O que criou estes vales gigantes em Vesta?

Vesta foi atingido por outros dois grandes asteróides que deixaram crateras de impacto tão largas que cobrem a maior parte do hemisfério sul de Vesta. Pensa-se que estes impactos tenham ejetado material rochoso para o espaço.

Algumas destas rochas chegaram à Terra como meteoritos, de modo que os cientistas têm amostras reais de rochas de Vesta para estudar a sua geoquímica.

“As propriedades das rochas são influenciadas pelas condições ambientais, como tensões circundantes e a presença de água,” explica Jupiter Cheng, doutoranda no departamento de geografia e coautora do estudo.

“Como Vesta é muito mais pequeno que a Terra, ou mesmo a Lua, tem uma gravidade mais fraca e a rocha deformar-se-ia de forma diferente perto da superfície do que vemos cá na Terra”. Segundo Cheng, uma grande questão é o que desencadeou a formação destas grandes depressões.

Os dois vales são concêntricos em torno das duas grandes bacias de impacto, Rheasilvia e Veneneia, respetivamente, e amplamente considerados como formados simultaneamente pelos eventos de impacto, embora esta relação assumida de idade nunca tenha sido testada antes. “O nosso trabalho usou métodos de contagem de crateras para explorar a idade relativa das bacias e dos vales,” disse Cheng.

Goddard Space Center / Dawun / NASA

Vesta em órbita no espaço exterior, numa passagem por Marte (c.a). Em destaque, as duas crateras do asteróide

A contagem de crateras é um método comum para estimar a idade da superfície de um planeta, um método baseado na suposição de que quando um pedaço da superfície planetária é novo, não tem crateras de impacto; as crateras de impacto acumulam-se depois disso a um ritmo que é considerado conhecido.

“Consequentemente, contar o número de crateras de vários tamanhos numa dada área permite-nos determinar durante quanto tempo se acumularam e, consequentemente, há quanto tempo a superfície se formou,” acrescenta a investigadora.

“O nosso resultado mostra que as depressões e bacias têm um número semelhante de crateras de vários tamanhos, indicando que partilham uma idade semelhante. No entanto, as incertezas associadas à contagem de crateras permitem que os vales se tenham formado bem depois dos dois grandes impactos.

A origem dos vales tem sido um ponto de conjetura na comunidade científica. Klimczak espera que as suas novas evidências geológicas possam promover uma teoria mais durável acerca dos vales de Vesta.

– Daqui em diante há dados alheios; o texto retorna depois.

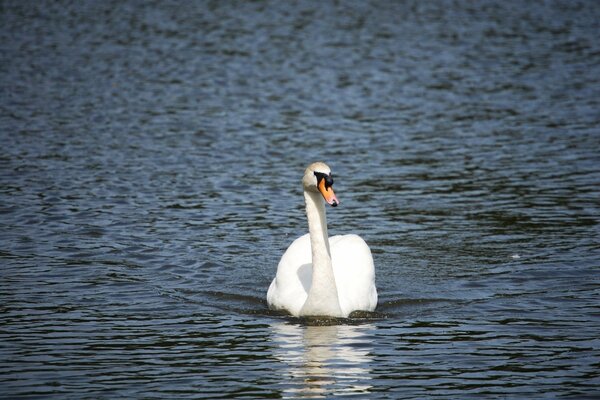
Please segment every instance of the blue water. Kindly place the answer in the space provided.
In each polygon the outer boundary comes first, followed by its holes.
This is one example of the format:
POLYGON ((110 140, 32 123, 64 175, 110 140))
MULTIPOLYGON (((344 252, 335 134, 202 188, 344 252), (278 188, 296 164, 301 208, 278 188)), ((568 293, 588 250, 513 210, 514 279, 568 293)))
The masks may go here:
POLYGON ((3 2, 2 396, 600 396, 599 4, 3 2), (267 308, 316 160, 374 314, 267 308))

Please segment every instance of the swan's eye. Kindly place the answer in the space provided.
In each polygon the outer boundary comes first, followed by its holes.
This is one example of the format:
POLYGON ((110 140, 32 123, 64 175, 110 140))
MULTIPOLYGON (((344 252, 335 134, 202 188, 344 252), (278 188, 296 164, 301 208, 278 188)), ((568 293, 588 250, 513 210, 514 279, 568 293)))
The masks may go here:
POLYGON ((317 186, 319 186, 319 183, 323 179, 325 179, 326 189, 329 189, 331 186, 333 186, 333 177, 331 176, 331 172, 329 173, 329 175, 324 174, 323 172, 315 172, 315 176, 317 177, 317 186))
POLYGON ((329 173, 329 175, 325 177, 325 187, 331 186, 333 186, 333 176, 331 176, 331 173, 329 173))

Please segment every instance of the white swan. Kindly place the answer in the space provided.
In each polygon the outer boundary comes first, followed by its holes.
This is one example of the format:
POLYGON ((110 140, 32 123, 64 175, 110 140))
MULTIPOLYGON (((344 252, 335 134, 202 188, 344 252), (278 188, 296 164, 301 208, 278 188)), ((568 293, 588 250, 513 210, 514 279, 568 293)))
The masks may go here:
POLYGON ((377 289, 369 246, 357 235, 327 236, 323 199, 333 207, 339 204, 331 170, 322 162, 309 165, 302 185, 309 233, 281 257, 267 292, 269 307, 296 317, 347 317, 355 310, 373 311, 377 289))

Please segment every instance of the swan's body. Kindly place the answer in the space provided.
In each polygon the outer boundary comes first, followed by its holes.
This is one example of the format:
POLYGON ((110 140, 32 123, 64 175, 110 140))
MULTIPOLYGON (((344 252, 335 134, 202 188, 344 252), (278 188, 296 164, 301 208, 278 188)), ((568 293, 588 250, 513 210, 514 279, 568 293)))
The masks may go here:
POLYGON ((323 199, 339 204, 326 164, 311 164, 302 180, 309 233, 281 257, 267 293, 269 307, 294 316, 347 317, 377 305, 375 268, 369 246, 357 235, 327 235, 323 199))

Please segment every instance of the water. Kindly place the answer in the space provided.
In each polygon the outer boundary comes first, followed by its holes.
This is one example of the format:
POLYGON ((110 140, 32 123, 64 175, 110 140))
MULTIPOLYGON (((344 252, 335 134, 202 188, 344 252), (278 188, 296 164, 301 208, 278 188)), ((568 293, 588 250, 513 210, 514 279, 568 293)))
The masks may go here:
POLYGON ((0 10, 3 396, 600 396, 597 2, 0 10), (315 160, 325 326, 265 302, 315 160))

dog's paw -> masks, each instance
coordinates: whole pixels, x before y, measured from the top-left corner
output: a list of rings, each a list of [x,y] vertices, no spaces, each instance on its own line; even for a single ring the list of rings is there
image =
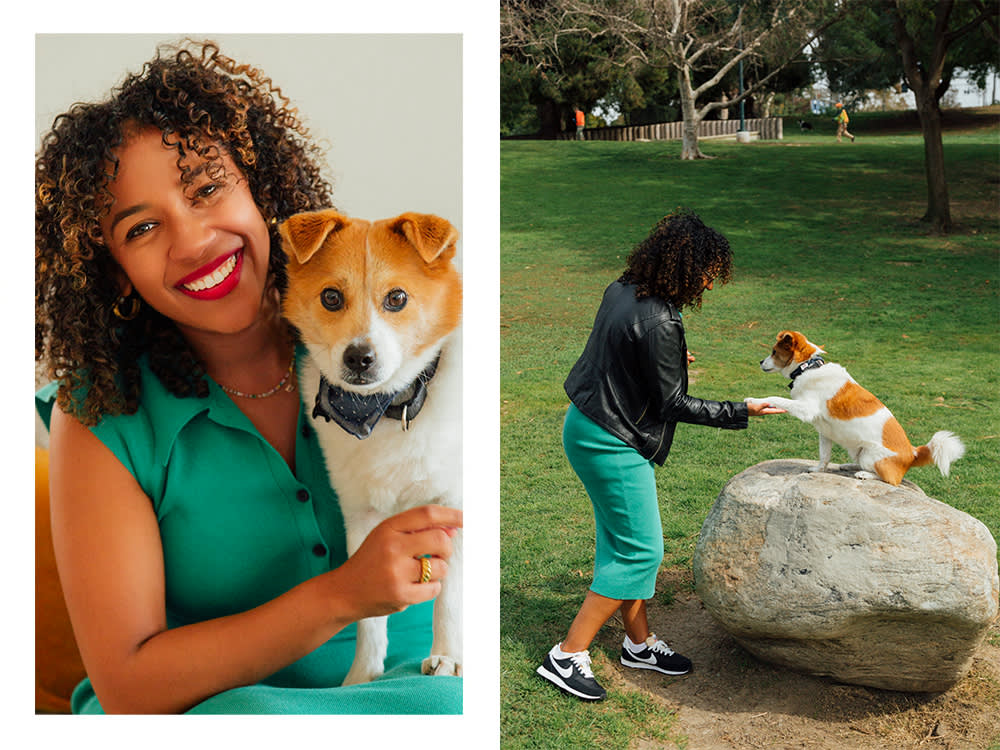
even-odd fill
[[[743,399],[743,403],[745,403],[745,404],[753,404],[754,406],[756,406],[757,404],[764,403],[764,399],[753,398],[751,396],[747,396],[745,399]]]
[[[344,686],[347,685],[362,685],[366,682],[371,682],[376,677],[381,677],[382,670],[380,668],[365,667],[360,666],[357,663],[351,665],[351,670],[347,673],[347,677],[341,683]]]
[[[443,654],[431,654],[420,665],[420,671],[431,675],[454,675],[462,676],[462,665]]]
[[[856,471],[854,472],[855,479],[878,479],[878,474],[872,474],[870,471]]]
[[[816,464],[815,466],[810,466],[809,471],[812,474],[818,474],[820,472],[826,471],[828,464]]]

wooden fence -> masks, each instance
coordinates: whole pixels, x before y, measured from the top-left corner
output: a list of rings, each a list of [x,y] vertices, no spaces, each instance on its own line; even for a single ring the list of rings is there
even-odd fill
[[[780,141],[784,131],[780,117],[754,117],[744,120],[746,130],[757,133],[762,140]],[[657,122],[652,125],[613,125],[607,128],[586,128],[583,138],[587,141],[679,141],[683,135],[682,122]],[[699,138],[736,137],[740,129],[739,118],[729,120],[702,120],[698,125]],[[576,133],[560,133],[559,140],[573,140]]]

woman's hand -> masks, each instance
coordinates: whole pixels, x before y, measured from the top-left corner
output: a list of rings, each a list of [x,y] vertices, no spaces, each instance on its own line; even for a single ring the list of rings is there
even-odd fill
[[[779,409],[777,406],[771,406],[768,403],[747,403],[747,414],[751,417],[762,417],[765,414],[784,414],[784,409]]]
[[[462,511],[422,505],[391,516],[374,529],[358,550],[330,575],[338,579],[337,598],[352,621],[399,612],[441,593],[448,575],[451,539],[462,526]],[[420,582],[421,557],[429,555],[431,578]]]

O estudo foi publicado na edição de setembro da revista científica Icarus.

Nova teoria será proposta num artigo científico vindouro

“A hipótese principal sugere que estas depressões são vales delimitados por falhas com uma escarpa distinta em cada lado que, juntos, assinalam a queda (deslizamento) de um bloco de rocha”, explica Jupiter Cheng.

“No entanto, a rocha também pode quebrar-se e formar tais depressões, uma origem que não tinha sido antes considerada,” acrescenta Cheng, que está a investigar a origem das depressões como parte da sua dissertação na Universidade da Georgia.

“Os nossos cálculos também mostram que a gravidade de Vesta não é suficiente para induzir tensões circundantes favoráveis para que o deslizamento ocorra a profundidades rasas. Ao invés, a física mostra que as rochas aí favorecem a fragmentação,” diz a investigadora.

“Portanto, a formação destes vales deve envolver a abertura de fissuras, o que não condiz com as principais hipóteses da comunidade científica. Como um todo, o projeto geral fornece alternativas para a origem e história geológica de Vesta, propostas anteriormente, resultados que são importantes para a compreensão de formas de relevo semelhantes noutros pequenos corpos planetários, noutras partes do Sistema Solar.”